I hope I am not being tedious and pedantic, but regarding “discrimination” being thrown around:
For you to be discriminated against in the legal sense, you must belong to a protected class and have an adverse action taken against you because of your membership in that protected class. The protected classes are generally (depending on which statute is being cited) race, color, religion or creed, National origin or ancestry, sex, sexual orientation, age, physical or mental disability and veteran status.
The only protected class Lauren is a member of is female.
If her show entries are refused because she’s female, that would be discrimination. She could claim that, but it would be ludicrous, because 3/4 of the entries at the show are female. If she were a person of color, all the other entries were white, her entries were the only ones refused AND skin color was the reason for the refusal (not being a disruptive drug abuser with a history of bullying and harassment) that would be discrimination.

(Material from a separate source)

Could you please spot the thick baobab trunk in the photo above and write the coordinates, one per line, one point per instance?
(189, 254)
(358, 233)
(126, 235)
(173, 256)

If her show entries are refused because she has a long history of harassing and bullying competitors, and there’s currently a SS investigation underway about it, that is not discrimination. That is an organization following its own bylaws and making a rational decision.
As has been discussed endlessly in the Safe Sport ban threads, participation in horse shows is NOT a constitutionally protected civil right.
It’s odd to me that a family of lawyers, with other lawyers on retainer, doesn’t understand some pretty basic concepts.
But I guess discrimination is a more subtle topic than whether NGRI is an acquittal, so here we are.